Prompt Engineering: Getting the Best from LLMs

📖 7 min read deep-diveprompt-engineering

Techniques to get better outputs from LLMs - structure, examples, and advanced patterns

Key Takeaways

Be specific, give examples (few-shot), and request structured output for best results
Chain-of-thought prompting improves accuracy on multi-step reasoning tasks by 10-30%
System messages are more reliable than putting instructions in user messages
Temperature controls creativity: 0.1 for deterministic, 0.7 for balanced, 1.5+ for creative

How to write prompts that reliably produce high-quality outputs.

Try It Live

Don’t just read about prompting — do it. Edit the prompt below, pick a model, and run a real completion. Try toggling the system prompt or making the request more specific and watch the output change.
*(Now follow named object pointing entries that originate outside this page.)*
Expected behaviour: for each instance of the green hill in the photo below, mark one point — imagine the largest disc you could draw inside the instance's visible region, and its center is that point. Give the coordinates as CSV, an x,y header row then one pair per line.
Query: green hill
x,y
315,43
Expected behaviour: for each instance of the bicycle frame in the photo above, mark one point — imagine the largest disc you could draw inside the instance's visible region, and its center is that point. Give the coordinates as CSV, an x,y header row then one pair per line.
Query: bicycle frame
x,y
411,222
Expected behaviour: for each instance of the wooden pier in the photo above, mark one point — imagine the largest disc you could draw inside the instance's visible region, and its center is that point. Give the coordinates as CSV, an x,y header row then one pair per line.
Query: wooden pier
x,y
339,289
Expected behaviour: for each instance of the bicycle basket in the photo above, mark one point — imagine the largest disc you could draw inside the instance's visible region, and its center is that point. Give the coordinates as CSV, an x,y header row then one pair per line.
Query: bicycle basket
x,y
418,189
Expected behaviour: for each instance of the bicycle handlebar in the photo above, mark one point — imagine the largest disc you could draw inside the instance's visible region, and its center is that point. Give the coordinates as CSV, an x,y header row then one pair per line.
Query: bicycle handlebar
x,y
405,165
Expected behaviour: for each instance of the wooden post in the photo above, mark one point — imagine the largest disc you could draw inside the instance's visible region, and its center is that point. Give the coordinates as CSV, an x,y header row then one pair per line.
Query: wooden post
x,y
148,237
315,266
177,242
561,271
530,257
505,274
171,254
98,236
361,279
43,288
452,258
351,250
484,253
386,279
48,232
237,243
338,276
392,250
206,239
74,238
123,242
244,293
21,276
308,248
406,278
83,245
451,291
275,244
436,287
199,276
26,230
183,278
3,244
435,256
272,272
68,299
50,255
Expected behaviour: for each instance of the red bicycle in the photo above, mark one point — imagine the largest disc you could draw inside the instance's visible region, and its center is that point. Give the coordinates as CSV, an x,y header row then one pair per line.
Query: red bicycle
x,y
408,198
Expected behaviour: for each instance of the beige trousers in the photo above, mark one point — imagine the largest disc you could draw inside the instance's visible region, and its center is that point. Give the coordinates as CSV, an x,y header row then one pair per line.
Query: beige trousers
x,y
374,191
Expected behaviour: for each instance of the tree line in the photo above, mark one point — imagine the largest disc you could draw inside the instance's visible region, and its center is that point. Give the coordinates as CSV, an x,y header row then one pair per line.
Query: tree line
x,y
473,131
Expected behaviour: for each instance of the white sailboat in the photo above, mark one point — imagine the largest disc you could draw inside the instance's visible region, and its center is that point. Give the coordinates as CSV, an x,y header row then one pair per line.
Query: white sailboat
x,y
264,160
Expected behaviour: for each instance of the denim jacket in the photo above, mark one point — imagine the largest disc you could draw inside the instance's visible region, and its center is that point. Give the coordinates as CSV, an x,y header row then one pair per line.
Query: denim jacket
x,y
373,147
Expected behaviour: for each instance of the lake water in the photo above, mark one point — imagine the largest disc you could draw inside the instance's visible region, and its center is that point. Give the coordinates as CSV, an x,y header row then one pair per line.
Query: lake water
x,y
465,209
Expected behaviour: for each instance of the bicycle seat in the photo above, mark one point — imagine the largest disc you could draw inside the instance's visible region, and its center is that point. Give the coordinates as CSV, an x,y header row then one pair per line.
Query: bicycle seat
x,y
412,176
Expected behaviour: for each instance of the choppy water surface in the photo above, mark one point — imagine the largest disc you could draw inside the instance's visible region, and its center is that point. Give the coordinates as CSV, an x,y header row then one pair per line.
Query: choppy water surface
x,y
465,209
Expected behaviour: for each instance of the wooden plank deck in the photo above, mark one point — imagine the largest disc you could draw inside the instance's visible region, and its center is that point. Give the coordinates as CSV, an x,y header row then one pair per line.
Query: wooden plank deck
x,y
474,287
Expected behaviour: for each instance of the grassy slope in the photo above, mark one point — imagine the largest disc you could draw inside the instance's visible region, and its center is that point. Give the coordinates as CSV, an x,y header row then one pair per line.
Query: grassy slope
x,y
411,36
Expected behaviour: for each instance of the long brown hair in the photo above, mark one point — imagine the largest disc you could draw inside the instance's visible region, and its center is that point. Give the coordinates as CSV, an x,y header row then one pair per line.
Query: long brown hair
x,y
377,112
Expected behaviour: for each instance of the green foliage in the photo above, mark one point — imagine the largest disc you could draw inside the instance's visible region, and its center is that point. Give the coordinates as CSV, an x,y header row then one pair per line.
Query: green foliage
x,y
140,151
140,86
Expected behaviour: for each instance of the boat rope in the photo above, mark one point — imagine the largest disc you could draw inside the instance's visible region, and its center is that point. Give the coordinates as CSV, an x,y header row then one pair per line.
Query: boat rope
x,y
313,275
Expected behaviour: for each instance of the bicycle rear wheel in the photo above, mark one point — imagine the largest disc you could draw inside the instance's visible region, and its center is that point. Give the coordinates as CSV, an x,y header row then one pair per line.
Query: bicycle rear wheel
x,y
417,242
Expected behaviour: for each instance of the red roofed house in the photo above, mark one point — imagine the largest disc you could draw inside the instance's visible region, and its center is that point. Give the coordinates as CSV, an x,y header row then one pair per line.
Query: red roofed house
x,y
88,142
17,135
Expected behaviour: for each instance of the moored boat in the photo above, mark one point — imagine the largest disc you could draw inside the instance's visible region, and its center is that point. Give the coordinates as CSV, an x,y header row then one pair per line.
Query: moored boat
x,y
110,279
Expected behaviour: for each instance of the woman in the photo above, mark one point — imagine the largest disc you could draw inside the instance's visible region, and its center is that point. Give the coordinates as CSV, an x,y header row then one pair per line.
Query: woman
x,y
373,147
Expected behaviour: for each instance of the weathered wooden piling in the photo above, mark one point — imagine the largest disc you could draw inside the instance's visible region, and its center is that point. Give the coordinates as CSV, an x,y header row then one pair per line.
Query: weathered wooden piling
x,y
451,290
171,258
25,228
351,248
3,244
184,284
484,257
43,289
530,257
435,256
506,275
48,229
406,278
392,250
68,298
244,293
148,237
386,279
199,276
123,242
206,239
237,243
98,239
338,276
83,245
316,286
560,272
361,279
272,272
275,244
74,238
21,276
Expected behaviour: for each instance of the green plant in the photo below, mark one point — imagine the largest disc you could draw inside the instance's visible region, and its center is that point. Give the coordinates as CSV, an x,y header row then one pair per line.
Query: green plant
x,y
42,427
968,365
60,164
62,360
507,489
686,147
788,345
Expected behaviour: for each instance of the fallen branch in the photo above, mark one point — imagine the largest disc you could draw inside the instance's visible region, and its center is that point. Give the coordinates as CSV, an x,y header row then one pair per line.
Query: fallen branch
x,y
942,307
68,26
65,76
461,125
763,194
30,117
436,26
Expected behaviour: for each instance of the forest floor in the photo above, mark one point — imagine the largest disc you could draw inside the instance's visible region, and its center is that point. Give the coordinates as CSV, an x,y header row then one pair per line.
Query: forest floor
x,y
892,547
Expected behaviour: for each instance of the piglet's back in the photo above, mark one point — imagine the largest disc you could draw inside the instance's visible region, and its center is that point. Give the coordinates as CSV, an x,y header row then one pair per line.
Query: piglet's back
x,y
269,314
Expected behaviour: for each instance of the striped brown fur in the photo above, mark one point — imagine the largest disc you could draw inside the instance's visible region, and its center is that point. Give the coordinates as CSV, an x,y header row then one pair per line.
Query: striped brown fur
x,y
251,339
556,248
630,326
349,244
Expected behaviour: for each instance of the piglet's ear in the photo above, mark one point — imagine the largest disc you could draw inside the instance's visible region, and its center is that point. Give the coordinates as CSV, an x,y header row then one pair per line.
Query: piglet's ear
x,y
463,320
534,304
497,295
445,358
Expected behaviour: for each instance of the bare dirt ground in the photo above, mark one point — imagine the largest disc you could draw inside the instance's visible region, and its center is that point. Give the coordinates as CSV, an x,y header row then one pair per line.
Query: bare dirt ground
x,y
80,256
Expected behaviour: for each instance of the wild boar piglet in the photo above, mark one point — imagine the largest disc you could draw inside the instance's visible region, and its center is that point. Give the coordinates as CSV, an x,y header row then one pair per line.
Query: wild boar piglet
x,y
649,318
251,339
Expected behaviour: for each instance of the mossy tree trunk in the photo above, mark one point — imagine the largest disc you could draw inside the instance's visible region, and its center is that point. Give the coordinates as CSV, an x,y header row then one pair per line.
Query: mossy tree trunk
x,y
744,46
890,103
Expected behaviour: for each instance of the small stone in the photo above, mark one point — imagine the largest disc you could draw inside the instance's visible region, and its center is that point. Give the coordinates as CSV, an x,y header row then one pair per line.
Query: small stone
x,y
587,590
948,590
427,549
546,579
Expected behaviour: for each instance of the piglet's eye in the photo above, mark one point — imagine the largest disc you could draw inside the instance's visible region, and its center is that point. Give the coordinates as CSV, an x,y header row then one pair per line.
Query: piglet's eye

Prompt sandbox ● Live · Groq

System prompt (optional) Prompt

Demo runs on Groq's free open models (rate-limited). Cost figures estimate what the same token counts would cost on the listed API models.

The Basics

Principle 1: Be Specific

❌ Bad: “Write about AI”
✅ Good: “Write a 3-paragraph explanation of how transformers work for someone with a CS degree”

Why: Specific prompts → specific outputs. Vague prompts → mediocre outputs.

Principle 2: Provide Context

❌ Bad: “Is this a good product?”
✅ Good: “You are a UX designer. Evaluate this design for a mobile app. Focus on user experience and accessibility.”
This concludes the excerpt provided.